MLBEDSW-4602: Fix Deepspeech scale & bias reuse issue.

 - Deepspeech reuses identical weights and biases throughout
   the network. Since biases are now interleaved with weights
   there is a scaling issue when the ifm scales differ between
   operations using the same weight and scale tensor.

 - This commit uses interleaved weights/scales on their first use
   but separates scales to source memory on subsequent use (if
   the ifm scale is different).

Signed-off-by: Tim Hall <tim.hall@arm.com>
Change-Id: I7aae163438160a919cae04e235966e75355a6148
diff --git a/ethosu/vela/high_level_command_to_npu_op.py b/ethosu/vela/high_level_command_to_npu_op.py
index 4ef7bee..80d0e47 100644
--- a/ethosu/vela/high_level_command_to_npu_op.py
+++ b/ethosu/vela/high_level_command_to_npu_op.py
@@ -267,11 +267,14 @@
     return fm
 
 
-def create_weights(weight_tensor: Tensor, weight_box: Box, arch: ArchitectureFeatures) -> List[NpuAddressRange]:
+def create_weights(
+    weight_tensor: Tensor, weight_box: Box, scale_tensor: Tensor, arch: ArchitectureFeatures
+) -> List[NpuAddressRange]:
     """Returns address ranges for weights and scales"""
     weights = []
     biases = []
-    region = get_region(weight_tensor.mem_type, arch)
+    shared_region = get_region(weight_tensor.mem_type, arch)
+    scale_region = scale_tensor and get_region(scale_tensor.mem_type, arch)
 
     w_tensor_src = weight_tensor
     if weight_tensor.src_tensor:
@@ -300,11 +303,19 @@
 
             # Location of weights in tensor
             addr_range = NpuAddressRange(
-                region, int(address + weight_range.weight_offset), round_up(int(weight_range.weight_bytes), 16)
+                shared_region, int(address + weight_range.weight_offset), round_up(int(weight_range.weight_bytes), 16)
             )
             weights.append(addr_range)
-            # Location of biases in tensor
-            addr_range = NpuAddressRange(region, int(address), round_up(int(weight_range.scale_bytes), 16))
+
+            # Location of standalone scales or combined weights tensor scales
+            if scale_tensor:
+                assert scale_tensor.src_tensor is None  # Must be standalone
+                scale_range = scale_tensor.encoded_ranges[key]

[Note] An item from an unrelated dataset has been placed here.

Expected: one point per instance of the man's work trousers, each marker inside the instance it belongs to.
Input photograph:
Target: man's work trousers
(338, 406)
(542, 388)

+                address = scale_tensor.address + scale_range.offset
+                addr_range = NpuAddressRange(scale_region, int(address), round_up(int(scale_range.scale_bytes), 16))
+            else:
+                addr_range = NpuAddressRange(shared_region, int(address), round_up(int(weight_range.scale_bytes), 16))
+
             biases.append(addr_range)
 
     return weights, biases
@@ -351,7 +362,7 @@
     npu_op.ofm.quantization = get_ofm_quantization(ps, cmd.ofm_tensor)
 
     if cmd.weight_tensor is not None:
-        npu_op.weights, npu_op.biases = create_weights(cmd.weight_tensor, cmd.weight_box, arch)

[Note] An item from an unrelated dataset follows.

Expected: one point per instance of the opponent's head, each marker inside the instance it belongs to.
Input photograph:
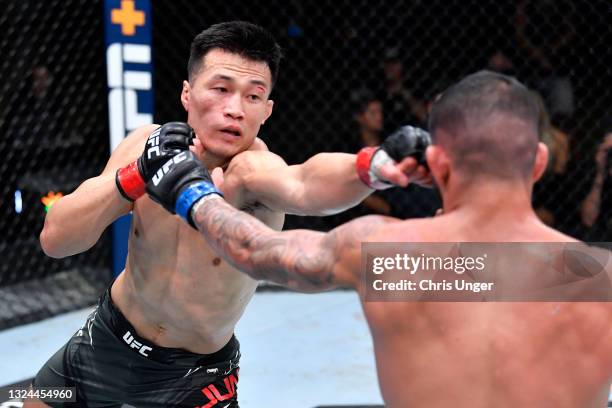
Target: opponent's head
(486, 127)
(232, 68)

+        npu_op.weights, npu_op.biases = create_weights(cmd.weight_tensor, cmd.weight_box, cmd.scale_tensor, arch)
     npu_op.activation = create_npu_activation(op)
     npu_op.fused_quantize = any(op.type == Op.Quantize for op in ps.ops)
     npu_op.rounding_mode = get_rounding_mode(op, npu_op.fused_quantize)